Annamarie pulled the cross she wore on a chain around her neck out from under her blouse and showed it to Maria to reassure her that she wasn't an agent of the devil. "It's a process of elimination. According to her mother-in-law, Senora Amellera died of blood loss after giving birth. Either the problem was part of the placenta not being delivered, or you don't know how to do your job. And nothing I've seen or heard suggests you don't know how to do your job."
"Of course I know how to do my job. Nobody in Andalusia has delivered more babies than me."
"Well, that only leaves part of the placenta not being delivered as an explanation for the bleeding." Annamarie was hopeful that her judicious lying would reduce Maria's belligerence.
"Nothing I did would get the body to push out the last piece of placenta." Maria folded her arms and glared. "And now I suppose you're going to tell me that you could have removed the last piece of placenta and saved Magdalida?"

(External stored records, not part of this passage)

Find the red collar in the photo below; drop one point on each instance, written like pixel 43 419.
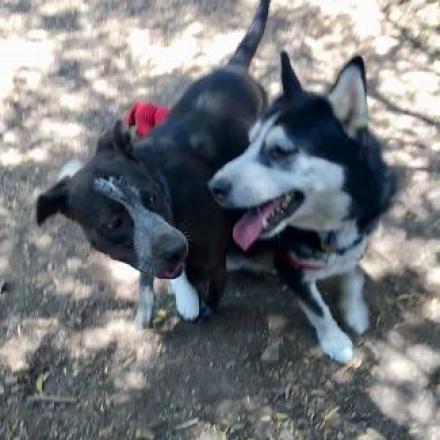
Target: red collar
pixel 296 263
pixel 145 116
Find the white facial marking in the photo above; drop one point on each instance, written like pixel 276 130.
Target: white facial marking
pixel 335 343
pixel 70 168
pixel 187 298
pixel 353 306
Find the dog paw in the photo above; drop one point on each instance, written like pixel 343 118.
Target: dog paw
pixel 206 312
pixel 357 319
pixel 337 345
pixel 188 305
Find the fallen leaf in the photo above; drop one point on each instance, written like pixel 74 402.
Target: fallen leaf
pixel 39 383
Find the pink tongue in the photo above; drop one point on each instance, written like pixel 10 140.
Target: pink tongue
pixel 249 227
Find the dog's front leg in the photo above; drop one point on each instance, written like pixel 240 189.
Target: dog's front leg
pixel 145 308
pixel 352 303
pixel 332 339
pixel 187 298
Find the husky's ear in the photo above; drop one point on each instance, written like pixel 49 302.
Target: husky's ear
pixel 289 80
pixel 348 96
pixel 53 201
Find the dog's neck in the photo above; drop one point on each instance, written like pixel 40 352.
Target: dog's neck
pixel 318 245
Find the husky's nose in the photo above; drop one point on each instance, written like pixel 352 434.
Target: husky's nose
pixel 220 189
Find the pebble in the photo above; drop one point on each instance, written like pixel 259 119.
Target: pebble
pixel 272 352
pixel 144 434
pixel 276 323
pixel 10 380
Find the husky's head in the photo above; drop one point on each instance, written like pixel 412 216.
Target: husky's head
pixel 312 162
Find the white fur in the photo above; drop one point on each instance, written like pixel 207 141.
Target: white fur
pixel 144 312
pixel 340 264
pixel 253 182
pixel 335 343
pixel 70 168
pixel 352 303
pixel 187 299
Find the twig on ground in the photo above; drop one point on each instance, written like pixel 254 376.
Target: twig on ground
pixel 51 399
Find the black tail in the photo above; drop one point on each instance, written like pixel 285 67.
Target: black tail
pixel 248 45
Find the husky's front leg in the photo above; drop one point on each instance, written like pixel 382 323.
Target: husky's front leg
pixel 352 303
pixel 145 308
pixel 332 339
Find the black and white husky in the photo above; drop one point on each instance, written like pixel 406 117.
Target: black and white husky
pixel 313 177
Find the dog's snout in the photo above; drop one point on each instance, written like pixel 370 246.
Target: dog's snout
pixel 220 188
pixel 172 248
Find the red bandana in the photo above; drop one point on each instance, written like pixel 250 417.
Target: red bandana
pixel 145 116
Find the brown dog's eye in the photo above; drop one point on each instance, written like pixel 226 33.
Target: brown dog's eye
pixel 149 199
pixel 115 223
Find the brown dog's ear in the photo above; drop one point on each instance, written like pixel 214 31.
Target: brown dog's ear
pixel 289 80
pixel 53 201
pixel 117 138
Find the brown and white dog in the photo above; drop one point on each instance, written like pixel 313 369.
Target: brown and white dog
pixel 150 206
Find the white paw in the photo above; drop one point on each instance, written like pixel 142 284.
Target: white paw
pixel 337 345
pixel 357 317
pixel 188 305
pixel 143 316
pixel 187 299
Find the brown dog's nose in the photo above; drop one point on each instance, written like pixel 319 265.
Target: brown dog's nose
pixel 171 248
pixel 220 189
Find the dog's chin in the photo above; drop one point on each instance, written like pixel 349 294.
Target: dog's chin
pixel 171 273
pixel 266 220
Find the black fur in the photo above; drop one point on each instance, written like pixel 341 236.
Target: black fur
pixel 206 128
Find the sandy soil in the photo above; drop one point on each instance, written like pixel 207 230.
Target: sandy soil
pixel 68 68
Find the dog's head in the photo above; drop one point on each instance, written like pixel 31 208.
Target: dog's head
pixel 312 162
pixel 107 223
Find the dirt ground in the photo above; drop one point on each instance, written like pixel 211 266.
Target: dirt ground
pixel 68 68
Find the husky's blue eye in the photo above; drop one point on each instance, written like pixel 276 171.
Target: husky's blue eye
pixel 278 153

Rather than just answer, Annamarie dug into her medical bag and bought out a curette. "I'd use one of these to scrape the remaining bits off the uterus."
Maria took the ten-inch-long nickel-plated-steel screwdriver-like implement with a half-inch wide open-loop head and turned it over and over in her hands. "This," she demanded, holding it up, "was all I would have needed to save Magdalida's life?"
Annamarie winced at the flash of obvious pain passing across Maria's face. "If you'll let me, I can teach you when and how to use it."
Maria handed the curette back. "What's it going to cost me?"
Annamarie studied Maria's expression. She still appeared belligerent, but there was a hint of a desire for knowledge. It was clear she expected there to be some price to pay, and there was no way Maria was going to believe Annamarie just wanted to spread knowledge. Her hand in the medical bag fell upon some of the Sanitation Commission pamphlets she always carried, and she pulled them out. "How well can you read?" Annamarie asked.
"Well enough," Maria said, as she tried to read the papers in Annamarie's hand.
"Then I want you to read these, and then talk to me about them. I need to train some assistants, and I'd welcome your assistance in designing a training program."
Annamarie watched Maria take the pamphlets and slowly, using a finger to track the words and her lips moving as she read the first page of 20 Useful Things to do with Carbolic Soap. That was a good sign. She'd been afraid that the Spanish of the mainly noble visitors to Grantville might be different to the everyday Spanish of the ordinary people.